Losing water

Black water from a farmer’s faucet near Willmar, receding water in White Bear Lake, and a dry city well in Hibbing were among the danger signs cited in a recent Star Tribune article on Minnesota’s water. In the land of ten thousand lakes, we are losing water.

Tiling efficiently drains excess water from wetlands, turning them into more-profitable farm fields. Tiles direct the water to rivers that carry it off to the Gulf of Mexico. Back in 1990, I wrote:

Millions of acres of wetlands have been drained since 1970.  Eighty percent of Minnesota’s prairie potholes are gone.  National figures are equally bleak.  From farmers draining wetlands for cornfields to developers filling them in for housing and “development,” to the Army Corps of Engineers, we have permanently drained more than half of the wetlands which once existed in the United States. …

Wetlands protect the water in our lakes, rivers, and underground aquifers.  They act as a natural filter, removing pollution before it reaches the groundwater.  In the case of fertilizer or manure run-off, plant-rich wetlands can use up the nutrients which would otherwise pollute lakes and streams.  In addition, they reduce stream sedimentation by reducing runoff.

Flood control is another important wetland function.  Acting like sponges, swamps and marshes soak up excess water, releasing it slowly as the land around them dries out.  This sponge effect also enhances subsoil moisture.

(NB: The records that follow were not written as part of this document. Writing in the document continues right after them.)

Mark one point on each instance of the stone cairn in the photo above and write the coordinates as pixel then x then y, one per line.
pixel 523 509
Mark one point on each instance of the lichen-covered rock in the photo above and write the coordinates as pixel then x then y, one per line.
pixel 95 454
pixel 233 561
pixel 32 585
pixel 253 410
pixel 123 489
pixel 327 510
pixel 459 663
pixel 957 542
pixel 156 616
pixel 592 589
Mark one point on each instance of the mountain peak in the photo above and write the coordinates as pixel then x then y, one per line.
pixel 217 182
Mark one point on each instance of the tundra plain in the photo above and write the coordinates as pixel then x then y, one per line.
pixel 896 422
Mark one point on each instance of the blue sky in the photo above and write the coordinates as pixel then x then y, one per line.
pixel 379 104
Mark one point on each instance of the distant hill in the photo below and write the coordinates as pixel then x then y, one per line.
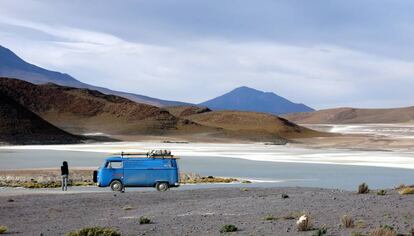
pixel 13 66
pixel 248 99
pixel 18 125
pixel 83 110
pixel 353 115
pixel 257 126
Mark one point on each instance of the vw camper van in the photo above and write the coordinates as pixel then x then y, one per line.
pixel 157 169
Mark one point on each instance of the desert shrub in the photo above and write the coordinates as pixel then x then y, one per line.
pixel 387 227
pixel 304 223
pixel 228 228
pixel 3 229
pixel 382 192
pixel 269 217
pixel 347 221
pixel 357 234
pixel 144 220
pixel 127 208
pixel 363 188
pixel 406 190
pixel 284 196
pixel 383 232
pixel 95 231
pixel 320 232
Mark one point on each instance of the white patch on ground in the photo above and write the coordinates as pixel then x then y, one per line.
pixel 254 152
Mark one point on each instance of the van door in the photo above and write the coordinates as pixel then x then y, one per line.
pixel 115 170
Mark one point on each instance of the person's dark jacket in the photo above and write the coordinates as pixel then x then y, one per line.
pixel 64 169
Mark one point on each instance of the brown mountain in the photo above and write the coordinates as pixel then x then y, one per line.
pixel 88 111
pixel 353 115
pixel 256 126
pixel 18 125
pixel 13 66
pixel 82 110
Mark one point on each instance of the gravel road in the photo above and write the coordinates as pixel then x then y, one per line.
pixel 204 211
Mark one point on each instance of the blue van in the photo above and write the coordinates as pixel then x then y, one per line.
pixel 157 169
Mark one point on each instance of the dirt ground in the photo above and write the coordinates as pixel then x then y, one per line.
pixel 205 211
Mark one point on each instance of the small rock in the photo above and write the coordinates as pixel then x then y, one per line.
pixel 284 196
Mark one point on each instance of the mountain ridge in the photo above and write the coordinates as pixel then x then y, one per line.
pixel 12 66
pixel 349 115
pixel 249 99
pixel 18 125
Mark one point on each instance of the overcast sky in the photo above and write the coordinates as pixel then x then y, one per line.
pixel 321 53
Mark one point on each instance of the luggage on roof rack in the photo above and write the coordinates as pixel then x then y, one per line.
pixel 150 154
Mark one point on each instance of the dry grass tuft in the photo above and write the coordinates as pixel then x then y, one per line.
pixel 363 188
pixel 304 223
pixel 3 229
pixel 347 221
pixel 382 192
pixel 406 190
pixel 383 232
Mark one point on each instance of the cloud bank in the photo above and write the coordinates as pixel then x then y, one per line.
pixel 324 54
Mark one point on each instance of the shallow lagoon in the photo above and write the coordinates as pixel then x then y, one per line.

Still true. (And for more on how drainage disrupts the water cycle, see this article on drainage and row-cropping or the Troubled Waters series in the Daily Planet.

Irrigation also drains groundwater reserves. The Strib article summarizes:

High-capacity irrigation wells are also sprouting all over central and western Minnesota. In 2010, only 2 to 3 percent of the state’s cropland was irrigated, but that alone used 29 percent of water pumped out of Minnesota’s ground that year. But in 2012, the state received nearly 200 irrigation permit requests, with another 200 expected this year — two to three times the norm, DNR officials said.

Other serious drains on Minnesota water include taconite and ethanol production. Frac sand mining would also require large amounts of water.

These are state issues, but water flows freely across political boundaries.

Around the world, reports the Christian Science Monitor, “global population growth, pollution, and climate change are shaping a new view of water as ‘blue gold.’” The characterization reflects not only water shortages around the world but also corporate plans to privatize and sell water on national and international markets.

Shiney Varghese at the Institute for Agriculture and Trade Policy wrote recently about the burgeoning water trade and the “global water grab,” citing article after article that demonstrate the expansion of water markets:

The financial industry has also zeroed in on water. In the summer of 2011, Citigroup issued a report on water investments. The much quoted statement by Willem Buiter (chief economist at Citigroup) gives an inkling of Citigroup’s conclusion: “Water as an asset class will, in my view, become eventually the single most important physical-commodity based asset class, dwarfing oil, copper, agricultural commodities and precious metals.”

So, on the one hand, we are wasting our water by agri-business and industrial uses that send it down the rivers. And, on the other hand, “[t]he new ‘water barons’—the Wall Street banks and elitist multibillionaires—are buying up water all over the world at unprecedented pace.”

Who decides where our water goes? Who referees the conflicting claims of wells for drinking water, agricultural irrigation and industrial uses?

California has enacted a state policy saying that every resident has a right to safe, clean, affordable and accessible water. National and international water policies are also under consideration.

I don’t know all the details of what those policies should contain, but I think it’s time to pay more attention to water issues and policies, at local, state, national and international levels. One place to start: two bills before the Minnesota legislature right now, focusing on studying Minnesota’s aquifers.